The Cuba ransomware group [2] [3] [4] [5] [6] [7] [8], a Russian-speaking gang active since 2019 [2], has recently updated its attack tooling to include a Veeam exploit [1]. This exploit [5] [6], known as CVE-2023-27532 [5] [8], allows them to potentially access credentials stored in the configuration file on victim devices [3]. BlackBerry discovered this during their investigations into Cuba’s attacks on a critical national infrastructure provider in the US and an IT integrator in South America [1].


In addition to the Veeam exploit, the Cuba ransomware gang has also been leveraging a flaw in Microsoft’s NetLogon protocol (CVE2020-1472) and using various custom and off-the-shelf tools.
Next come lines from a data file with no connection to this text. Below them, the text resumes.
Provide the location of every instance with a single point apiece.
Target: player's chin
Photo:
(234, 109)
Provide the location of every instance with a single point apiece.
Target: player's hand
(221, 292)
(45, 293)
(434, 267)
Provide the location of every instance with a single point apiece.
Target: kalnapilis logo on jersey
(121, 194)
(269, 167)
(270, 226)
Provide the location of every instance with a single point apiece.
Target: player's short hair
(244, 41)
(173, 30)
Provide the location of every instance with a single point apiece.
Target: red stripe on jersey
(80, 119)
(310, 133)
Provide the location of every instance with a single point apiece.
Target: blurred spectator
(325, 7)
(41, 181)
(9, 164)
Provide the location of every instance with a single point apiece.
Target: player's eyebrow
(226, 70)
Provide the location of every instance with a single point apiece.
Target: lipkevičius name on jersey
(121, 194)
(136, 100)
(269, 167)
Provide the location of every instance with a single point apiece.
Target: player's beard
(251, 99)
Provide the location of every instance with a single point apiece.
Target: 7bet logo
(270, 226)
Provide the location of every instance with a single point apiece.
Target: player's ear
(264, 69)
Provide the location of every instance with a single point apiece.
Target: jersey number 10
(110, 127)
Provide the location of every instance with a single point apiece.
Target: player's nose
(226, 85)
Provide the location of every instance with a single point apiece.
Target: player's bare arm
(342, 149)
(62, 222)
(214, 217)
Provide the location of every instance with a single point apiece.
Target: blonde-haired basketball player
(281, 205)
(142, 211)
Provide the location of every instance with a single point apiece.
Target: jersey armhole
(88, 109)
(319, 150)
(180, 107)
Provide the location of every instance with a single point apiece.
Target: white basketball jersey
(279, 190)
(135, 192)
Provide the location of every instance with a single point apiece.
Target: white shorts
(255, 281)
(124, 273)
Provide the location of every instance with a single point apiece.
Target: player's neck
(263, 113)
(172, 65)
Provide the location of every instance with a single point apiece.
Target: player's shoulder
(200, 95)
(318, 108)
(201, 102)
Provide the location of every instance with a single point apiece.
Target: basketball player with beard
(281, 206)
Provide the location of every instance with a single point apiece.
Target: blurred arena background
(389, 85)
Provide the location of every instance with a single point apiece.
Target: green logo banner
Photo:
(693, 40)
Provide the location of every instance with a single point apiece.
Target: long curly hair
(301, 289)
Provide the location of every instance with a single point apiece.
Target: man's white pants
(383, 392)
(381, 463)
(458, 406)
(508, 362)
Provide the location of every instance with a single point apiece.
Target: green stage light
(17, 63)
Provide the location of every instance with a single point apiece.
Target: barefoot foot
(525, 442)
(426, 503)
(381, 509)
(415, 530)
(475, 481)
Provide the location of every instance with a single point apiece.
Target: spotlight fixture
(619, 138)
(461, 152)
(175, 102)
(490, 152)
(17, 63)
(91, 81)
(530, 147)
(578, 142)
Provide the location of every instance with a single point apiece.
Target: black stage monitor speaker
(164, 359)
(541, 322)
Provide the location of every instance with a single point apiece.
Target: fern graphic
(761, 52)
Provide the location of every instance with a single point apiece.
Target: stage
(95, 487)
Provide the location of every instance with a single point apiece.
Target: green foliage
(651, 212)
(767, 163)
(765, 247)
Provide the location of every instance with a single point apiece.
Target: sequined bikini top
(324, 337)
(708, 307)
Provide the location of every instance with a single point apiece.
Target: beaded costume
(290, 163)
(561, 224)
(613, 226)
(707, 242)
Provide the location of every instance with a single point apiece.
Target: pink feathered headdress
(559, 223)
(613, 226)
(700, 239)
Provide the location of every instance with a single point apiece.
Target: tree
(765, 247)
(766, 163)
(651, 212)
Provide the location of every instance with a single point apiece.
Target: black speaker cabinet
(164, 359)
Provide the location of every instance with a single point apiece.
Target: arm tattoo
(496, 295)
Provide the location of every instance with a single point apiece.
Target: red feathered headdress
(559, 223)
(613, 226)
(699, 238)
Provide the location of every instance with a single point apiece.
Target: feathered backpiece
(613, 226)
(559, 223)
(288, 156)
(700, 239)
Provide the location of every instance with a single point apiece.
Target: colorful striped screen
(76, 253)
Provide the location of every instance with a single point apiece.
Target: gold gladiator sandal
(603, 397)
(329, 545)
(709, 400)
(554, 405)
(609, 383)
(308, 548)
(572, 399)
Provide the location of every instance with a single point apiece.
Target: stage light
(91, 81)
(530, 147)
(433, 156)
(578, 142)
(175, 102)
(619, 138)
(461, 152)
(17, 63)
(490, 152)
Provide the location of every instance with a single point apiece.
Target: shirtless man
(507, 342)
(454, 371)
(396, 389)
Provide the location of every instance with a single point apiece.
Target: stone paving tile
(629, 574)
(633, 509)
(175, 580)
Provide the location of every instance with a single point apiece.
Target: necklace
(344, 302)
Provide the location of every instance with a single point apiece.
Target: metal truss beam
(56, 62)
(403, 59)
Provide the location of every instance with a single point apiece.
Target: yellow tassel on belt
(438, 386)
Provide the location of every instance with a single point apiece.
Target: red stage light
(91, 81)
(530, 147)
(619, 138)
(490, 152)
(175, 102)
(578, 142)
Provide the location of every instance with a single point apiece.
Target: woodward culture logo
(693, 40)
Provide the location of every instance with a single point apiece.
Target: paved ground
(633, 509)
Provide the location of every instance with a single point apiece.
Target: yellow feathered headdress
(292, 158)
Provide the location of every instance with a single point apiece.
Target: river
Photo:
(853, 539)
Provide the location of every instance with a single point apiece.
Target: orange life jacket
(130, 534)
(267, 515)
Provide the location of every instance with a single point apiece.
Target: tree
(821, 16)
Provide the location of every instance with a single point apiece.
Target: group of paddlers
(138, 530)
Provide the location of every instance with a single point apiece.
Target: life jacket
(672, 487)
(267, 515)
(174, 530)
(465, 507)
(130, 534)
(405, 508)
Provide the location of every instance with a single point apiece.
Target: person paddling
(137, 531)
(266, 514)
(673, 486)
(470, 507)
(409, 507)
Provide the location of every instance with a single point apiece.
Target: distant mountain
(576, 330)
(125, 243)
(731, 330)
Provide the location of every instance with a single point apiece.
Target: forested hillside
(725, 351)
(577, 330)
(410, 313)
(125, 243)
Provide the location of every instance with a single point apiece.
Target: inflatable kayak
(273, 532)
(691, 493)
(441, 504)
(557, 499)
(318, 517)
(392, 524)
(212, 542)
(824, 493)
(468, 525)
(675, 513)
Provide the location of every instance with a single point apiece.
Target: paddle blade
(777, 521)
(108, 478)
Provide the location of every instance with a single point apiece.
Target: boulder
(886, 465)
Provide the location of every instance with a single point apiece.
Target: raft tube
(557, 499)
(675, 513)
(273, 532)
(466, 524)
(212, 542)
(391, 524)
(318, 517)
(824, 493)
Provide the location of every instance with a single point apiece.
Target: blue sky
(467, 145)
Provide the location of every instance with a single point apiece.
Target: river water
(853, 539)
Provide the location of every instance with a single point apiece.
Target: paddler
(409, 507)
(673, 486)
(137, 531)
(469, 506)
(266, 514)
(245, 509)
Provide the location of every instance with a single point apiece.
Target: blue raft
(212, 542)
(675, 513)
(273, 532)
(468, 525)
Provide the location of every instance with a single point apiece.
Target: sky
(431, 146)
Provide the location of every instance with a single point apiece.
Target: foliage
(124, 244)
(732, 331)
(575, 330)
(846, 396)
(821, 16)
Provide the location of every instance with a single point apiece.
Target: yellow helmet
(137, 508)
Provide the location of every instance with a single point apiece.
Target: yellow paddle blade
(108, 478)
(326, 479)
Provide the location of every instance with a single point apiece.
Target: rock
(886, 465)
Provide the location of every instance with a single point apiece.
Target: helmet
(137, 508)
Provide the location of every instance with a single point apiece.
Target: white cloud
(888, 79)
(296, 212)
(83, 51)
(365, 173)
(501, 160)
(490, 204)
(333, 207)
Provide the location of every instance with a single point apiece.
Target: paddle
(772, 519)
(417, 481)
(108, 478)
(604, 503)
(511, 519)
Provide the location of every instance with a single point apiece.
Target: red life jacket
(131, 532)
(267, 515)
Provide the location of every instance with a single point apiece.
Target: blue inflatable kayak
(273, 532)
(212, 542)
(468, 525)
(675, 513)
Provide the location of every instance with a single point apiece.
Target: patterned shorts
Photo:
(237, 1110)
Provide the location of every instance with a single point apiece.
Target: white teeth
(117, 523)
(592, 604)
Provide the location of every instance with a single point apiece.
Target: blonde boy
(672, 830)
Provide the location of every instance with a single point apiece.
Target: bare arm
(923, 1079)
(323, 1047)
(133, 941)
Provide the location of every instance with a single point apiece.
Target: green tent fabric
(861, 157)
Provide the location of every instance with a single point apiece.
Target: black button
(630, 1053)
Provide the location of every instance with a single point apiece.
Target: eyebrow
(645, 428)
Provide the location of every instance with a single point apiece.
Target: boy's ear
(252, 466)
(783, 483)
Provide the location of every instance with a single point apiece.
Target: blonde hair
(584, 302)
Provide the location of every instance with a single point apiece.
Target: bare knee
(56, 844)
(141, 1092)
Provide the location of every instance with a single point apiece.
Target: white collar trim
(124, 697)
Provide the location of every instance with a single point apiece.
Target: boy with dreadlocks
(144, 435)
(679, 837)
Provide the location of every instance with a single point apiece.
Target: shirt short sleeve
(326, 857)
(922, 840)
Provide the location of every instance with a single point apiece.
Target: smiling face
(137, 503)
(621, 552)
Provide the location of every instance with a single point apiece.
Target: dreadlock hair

Their initial access in these attacks often involves administrator-level login via Remote Desktop Protocol [1]. The gang has been identified in attacks against critical infrastructure organizations in the United States and IT companies in Latin America [4]. They exploit CVE-2023-27532 to steal credentials from Veeam Backup & Replication (VBR) products [4]. The gang gains initial access through compromised admin credentials and uses a custom downloader called ‘BugHatch’ to establish communication with the C2 server [4]. They disable endpoint protection tools using the BYOVD technique and terminate kernel processes with the ‘BurntCigar’ tool [4]. They also exploit CVE-2020-1472 for privilege escalation [4]. This is the first time the Cuba group has exploited the Veeam vulnerability. They have compromised around 100 organizations and received millions of dollars in payments [1]. The Cuba ransomware gang is likely Russian [4], based on linguistic clues and their targeting of Western entities [4].


Promptly installing Veeam security updates is crucial to mitigate the risk posed by the Cuba ransomware gang. This incident highlights the importance of identifying critical services [5], addressing vulnerabilities [5], and regularly applying patches and mitigation measures [5]. The Cuba threat group is sophisticated [5], employing 29 different MITRE ATT&CK techniques [5]. Organizations should implement granular monitoring and look for unusual or unauthorized access to backups to protect themselves [5]. The recent exploitation of the Veeam flaw by the Cuba group underscores the need for proactive security measures and the continuous monitoring of vulnerabilities.